配給:ソニー・ピクチャーズ エンタテインメント
公式サイト:https://www.sing-for-me-lyle.jp/

 時として、アメリカ映画界の懐の深さに驚かされることが多々ある。さしずめ、バーナード・ウェバーが1960年代半ばに発表した絵本“ワニのライル”シリーズをもとにしてミュージカルをつくるなんてことは驚天動地のことではないのだろう。『チキ・チキ・バン・バン』の例もあることだし。『俺たちフィギュアスケーター』など、軽快な演出を誇るウィル・スペックとジョシュ・ゴードンのコンビはともに子供の頃からこの絵本のファンだったという。ふたりはこの素材をもとに、胸弾むミュージカルを生み出そうとした。

 そのため『ラ・ラ・ランド』や『グレイテスト・ショーマン』に曲を提供したことで、一躍世界的な存在となった作曲家チーム、ベンジ・パセックとジャスティン・ポールに楽曲を依頼した。ふたりは脚本に『ヒックとドラゴン』のウィル・デイヴィスを起用し、脚本の初期段階からパセックとポールに脚本参加を促し、エモーショナルで親しみやすい楽曲、「君のおかげさ」「最高の世界」「レシピを敗れ」、「夢のはざまで」の4曲を生み出させた。これに加えてスティーヴィー・ワンダー、エルトン・ジョン、ピート・ロドリゲスなどの有名曲が散りばめられる。さらにオリジナル版でライルの声を演じたショーン・メンデスも「HEARTBEAT」を提供している豪華版だ。

 出演は『ノーカントリー』でアカデミー主演男優賞に輝いた、スペイン出身のハビエル・バルデムがショーマンの役で歌って踊り、ミュージカル俳優の資質をいかんなく発揮する。加えてライルと心通わす孤独な少年には『名探偵ティミー」のウィンズロウ・フェグリー、その母には『クレイジー・リッチ!』などで知られる台湾出身のコンスタンス・ウー、父親役は『アルゴ』のスクート・マクネイリーが務めている。地味ながら充実したキャスティングであることはストーリーの展開とともに実感できる。

 売れないショーマンのヘクターは、古びたペットショップで歌うワニのライルをみつけた。その歌声の素晴らしさに歓喜し、これで大成功と思ったら、ワニは聴衆が怖いステージ恐怖症だった。

 失望したショーマンは去り、長い年月が経ったある日、家族に連れられた孤独な少年がライルの隠れる家に引っ越してきた。ライルを見つけた少年は心を通わせ、歌を通じて癒していく――。

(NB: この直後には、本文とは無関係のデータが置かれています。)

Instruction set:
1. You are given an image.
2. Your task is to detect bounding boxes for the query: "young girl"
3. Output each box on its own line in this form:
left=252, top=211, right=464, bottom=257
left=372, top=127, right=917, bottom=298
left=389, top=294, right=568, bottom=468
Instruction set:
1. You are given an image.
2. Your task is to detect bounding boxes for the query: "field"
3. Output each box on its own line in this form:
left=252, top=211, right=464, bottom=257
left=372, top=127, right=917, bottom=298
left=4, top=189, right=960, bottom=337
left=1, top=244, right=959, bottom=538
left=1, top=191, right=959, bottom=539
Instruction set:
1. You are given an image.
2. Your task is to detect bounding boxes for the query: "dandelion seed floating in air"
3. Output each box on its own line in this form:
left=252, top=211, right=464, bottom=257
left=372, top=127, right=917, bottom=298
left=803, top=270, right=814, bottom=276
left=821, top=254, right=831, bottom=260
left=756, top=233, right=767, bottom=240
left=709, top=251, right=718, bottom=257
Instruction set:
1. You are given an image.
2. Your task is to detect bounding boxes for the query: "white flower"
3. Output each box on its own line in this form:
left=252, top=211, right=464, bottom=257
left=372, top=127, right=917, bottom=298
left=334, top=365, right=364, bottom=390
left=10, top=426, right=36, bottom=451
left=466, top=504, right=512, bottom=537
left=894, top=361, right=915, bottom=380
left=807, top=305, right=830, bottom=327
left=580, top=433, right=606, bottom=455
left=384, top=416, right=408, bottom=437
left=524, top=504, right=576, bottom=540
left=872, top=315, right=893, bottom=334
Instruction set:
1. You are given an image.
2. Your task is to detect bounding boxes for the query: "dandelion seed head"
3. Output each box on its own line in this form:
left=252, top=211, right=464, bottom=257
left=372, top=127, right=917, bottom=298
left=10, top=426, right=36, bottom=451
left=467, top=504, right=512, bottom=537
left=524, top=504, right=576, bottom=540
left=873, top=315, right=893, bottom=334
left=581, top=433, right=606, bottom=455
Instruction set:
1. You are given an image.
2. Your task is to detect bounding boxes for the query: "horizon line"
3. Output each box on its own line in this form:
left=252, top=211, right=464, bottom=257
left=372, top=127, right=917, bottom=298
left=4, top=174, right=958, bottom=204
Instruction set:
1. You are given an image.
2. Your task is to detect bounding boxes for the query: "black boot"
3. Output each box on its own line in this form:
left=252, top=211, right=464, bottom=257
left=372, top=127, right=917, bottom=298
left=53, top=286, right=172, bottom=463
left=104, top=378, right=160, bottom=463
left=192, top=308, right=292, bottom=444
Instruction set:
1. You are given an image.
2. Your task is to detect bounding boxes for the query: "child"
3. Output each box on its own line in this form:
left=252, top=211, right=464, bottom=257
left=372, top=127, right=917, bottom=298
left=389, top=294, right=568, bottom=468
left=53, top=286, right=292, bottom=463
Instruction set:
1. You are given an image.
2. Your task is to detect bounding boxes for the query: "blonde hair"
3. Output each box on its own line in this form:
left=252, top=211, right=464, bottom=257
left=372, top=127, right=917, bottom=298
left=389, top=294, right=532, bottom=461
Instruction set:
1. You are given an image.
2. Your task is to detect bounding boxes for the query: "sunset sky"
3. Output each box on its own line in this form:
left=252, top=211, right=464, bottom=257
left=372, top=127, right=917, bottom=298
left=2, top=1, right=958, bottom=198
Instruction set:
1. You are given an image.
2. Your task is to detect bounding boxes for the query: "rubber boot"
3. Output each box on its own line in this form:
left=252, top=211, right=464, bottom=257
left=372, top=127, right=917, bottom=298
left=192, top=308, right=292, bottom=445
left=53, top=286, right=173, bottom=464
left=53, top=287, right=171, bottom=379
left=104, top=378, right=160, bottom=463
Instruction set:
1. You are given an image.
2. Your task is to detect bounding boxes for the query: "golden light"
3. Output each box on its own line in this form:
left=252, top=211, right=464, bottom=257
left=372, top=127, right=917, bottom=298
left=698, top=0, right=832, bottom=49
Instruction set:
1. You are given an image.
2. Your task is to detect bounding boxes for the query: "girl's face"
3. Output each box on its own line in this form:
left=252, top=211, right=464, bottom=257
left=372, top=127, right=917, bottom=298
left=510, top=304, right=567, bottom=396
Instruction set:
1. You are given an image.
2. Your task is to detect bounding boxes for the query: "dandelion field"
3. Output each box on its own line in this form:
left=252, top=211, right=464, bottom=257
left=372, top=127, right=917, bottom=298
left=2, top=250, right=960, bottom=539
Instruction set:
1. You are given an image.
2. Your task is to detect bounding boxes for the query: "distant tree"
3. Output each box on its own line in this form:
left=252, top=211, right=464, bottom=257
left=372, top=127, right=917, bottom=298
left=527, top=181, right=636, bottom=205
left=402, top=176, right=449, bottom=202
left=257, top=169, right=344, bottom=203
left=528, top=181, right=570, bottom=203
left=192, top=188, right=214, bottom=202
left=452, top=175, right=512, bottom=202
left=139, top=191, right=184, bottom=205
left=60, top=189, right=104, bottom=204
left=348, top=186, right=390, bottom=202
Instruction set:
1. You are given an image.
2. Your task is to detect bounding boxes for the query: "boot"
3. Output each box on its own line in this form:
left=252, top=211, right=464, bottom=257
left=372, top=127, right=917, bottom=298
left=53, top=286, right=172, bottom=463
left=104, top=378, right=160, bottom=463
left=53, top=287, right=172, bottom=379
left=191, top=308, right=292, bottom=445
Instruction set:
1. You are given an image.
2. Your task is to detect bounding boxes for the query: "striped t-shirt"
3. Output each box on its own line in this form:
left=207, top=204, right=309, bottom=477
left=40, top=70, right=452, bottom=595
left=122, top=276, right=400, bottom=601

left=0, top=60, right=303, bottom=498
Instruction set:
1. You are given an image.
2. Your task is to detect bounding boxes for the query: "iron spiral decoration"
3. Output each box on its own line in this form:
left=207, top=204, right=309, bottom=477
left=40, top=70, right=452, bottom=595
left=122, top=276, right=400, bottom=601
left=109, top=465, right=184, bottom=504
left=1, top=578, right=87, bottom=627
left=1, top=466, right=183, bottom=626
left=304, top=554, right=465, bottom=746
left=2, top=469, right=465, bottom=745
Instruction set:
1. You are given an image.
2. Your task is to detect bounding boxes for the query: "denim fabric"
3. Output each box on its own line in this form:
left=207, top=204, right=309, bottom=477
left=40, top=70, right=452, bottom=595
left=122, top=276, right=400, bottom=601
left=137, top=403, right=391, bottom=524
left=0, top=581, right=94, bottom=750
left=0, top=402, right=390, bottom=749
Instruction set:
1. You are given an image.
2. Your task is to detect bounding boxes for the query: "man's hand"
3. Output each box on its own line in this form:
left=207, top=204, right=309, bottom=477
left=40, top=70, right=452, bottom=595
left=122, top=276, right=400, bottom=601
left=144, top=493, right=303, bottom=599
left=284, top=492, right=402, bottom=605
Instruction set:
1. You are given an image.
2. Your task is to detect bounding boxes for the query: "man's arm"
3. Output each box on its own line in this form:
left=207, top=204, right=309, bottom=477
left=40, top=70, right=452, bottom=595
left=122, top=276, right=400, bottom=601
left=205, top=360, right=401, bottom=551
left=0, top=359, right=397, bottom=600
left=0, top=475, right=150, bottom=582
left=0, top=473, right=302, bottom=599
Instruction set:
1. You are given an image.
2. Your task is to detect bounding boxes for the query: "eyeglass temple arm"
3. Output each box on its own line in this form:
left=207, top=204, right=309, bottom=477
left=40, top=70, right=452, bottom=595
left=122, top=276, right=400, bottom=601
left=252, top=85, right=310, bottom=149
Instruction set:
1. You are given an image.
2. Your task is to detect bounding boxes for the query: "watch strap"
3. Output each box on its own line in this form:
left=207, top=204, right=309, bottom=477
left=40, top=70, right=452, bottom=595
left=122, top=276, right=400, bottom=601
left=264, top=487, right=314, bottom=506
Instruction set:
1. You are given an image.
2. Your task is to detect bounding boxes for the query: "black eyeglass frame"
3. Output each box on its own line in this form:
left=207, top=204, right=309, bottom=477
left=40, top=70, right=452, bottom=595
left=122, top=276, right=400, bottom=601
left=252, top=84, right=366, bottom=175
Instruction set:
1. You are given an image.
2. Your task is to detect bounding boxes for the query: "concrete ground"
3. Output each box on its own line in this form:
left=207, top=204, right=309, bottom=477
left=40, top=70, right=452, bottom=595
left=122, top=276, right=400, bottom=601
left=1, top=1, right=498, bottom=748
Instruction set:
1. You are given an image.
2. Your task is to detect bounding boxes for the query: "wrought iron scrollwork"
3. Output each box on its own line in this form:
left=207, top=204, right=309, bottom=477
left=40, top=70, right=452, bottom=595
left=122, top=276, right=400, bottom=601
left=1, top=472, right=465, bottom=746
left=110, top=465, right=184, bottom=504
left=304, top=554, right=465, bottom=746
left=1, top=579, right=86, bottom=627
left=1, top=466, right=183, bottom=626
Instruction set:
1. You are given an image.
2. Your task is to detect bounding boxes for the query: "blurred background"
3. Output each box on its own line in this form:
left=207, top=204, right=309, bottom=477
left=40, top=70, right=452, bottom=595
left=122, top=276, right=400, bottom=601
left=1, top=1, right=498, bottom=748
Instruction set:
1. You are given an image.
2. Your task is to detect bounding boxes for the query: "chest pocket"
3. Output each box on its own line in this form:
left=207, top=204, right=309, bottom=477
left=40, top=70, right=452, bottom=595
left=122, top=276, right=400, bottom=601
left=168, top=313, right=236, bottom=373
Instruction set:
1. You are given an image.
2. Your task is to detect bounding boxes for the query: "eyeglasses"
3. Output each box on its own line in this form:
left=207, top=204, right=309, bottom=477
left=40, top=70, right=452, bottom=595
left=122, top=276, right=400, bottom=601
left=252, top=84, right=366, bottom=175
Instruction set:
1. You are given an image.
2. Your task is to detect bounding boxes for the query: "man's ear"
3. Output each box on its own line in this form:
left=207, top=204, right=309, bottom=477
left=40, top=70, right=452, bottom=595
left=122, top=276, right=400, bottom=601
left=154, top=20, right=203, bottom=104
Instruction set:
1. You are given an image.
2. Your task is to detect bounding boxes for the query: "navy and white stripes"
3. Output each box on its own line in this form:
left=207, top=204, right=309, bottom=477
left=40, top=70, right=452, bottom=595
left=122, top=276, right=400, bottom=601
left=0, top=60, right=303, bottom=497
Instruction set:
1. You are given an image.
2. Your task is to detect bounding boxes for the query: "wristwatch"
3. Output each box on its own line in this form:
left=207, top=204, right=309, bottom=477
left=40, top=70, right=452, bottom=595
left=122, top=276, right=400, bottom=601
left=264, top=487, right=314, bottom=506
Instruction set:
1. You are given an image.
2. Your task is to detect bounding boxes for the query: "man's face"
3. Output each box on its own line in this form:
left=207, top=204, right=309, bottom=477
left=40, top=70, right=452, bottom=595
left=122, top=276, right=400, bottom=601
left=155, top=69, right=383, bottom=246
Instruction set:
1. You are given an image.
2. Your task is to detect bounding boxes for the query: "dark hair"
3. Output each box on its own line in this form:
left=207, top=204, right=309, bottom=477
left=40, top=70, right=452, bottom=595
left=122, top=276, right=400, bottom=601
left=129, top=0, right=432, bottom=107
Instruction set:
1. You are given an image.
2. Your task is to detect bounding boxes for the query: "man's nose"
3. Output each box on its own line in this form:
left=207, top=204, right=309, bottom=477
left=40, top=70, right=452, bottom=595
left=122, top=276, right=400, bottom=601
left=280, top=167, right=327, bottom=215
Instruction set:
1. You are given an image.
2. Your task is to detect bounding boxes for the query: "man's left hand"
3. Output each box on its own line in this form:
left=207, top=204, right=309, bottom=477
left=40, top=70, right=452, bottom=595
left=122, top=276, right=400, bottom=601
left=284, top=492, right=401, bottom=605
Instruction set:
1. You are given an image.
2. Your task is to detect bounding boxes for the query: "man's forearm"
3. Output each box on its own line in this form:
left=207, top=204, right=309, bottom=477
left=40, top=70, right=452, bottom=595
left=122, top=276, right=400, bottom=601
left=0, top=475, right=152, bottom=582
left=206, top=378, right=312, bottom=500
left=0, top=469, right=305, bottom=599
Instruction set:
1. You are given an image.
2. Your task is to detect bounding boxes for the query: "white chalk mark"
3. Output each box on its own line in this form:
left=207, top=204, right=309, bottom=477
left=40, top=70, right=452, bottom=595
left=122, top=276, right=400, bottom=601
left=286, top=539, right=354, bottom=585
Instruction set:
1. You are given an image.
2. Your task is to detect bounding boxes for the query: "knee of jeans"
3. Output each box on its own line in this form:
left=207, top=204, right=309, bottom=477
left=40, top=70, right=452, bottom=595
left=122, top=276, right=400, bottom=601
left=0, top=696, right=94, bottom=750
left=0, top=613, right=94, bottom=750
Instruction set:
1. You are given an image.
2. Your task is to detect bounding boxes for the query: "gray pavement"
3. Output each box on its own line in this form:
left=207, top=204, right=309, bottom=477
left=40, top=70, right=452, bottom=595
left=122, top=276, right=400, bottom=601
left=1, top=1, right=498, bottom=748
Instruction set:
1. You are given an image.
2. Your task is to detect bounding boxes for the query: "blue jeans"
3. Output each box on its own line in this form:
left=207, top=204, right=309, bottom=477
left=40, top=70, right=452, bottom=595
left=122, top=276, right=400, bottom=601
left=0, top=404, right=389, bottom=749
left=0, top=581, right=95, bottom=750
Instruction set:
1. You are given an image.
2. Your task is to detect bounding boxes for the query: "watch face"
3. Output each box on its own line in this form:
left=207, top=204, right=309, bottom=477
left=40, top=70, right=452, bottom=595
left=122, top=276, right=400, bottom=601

 もちろん、第一の見どころはライルのキュートな容姿。CGIをはじめとする特撮を駆使してみごとに生命が吹きこまれている。ワニながら、愛嬌のある表情をしたライルと、孤独な少年の絆が軸となって、ドラマは展開していくが、どちらかといえばあっさり味。その分、ミュージカルシーンに力が入っている。絶唱するライルの声を引き受けたのは世界的なシンガーソングライター、ショーン・メンデス。飼い主のヘクターに置き去りにされ、誰にも受け入れられてもらえないと心の底で思っているライルの哀しみが同じ境遇の少年との絆を通して溶かされていく。そのあたりのさりげない描き方はウィル・スペックとジョシュ・ゴードンの巧みなところだ。

 また吹き替え版も趣向を凝らしている。昨年のNHK の大河ドラマで、国民的存在になった大泉洋が歌のみを吹き替え、熱唱するサプライズが用意されている。

 ライルの魅惑的な歌声が大都会ニューヨークの過酷な現実を束の間忘れさせ、信じる心、愛する心の大切さを響かせる。決して斬新なつくりではないし、メッセージも際立ってはいない。それでも見終わると、ほっこりとした余韻に包まれる。

 こういうエンターテインメントこそ、今の社会に必要なものだ。まずは一見をお勧めする次第。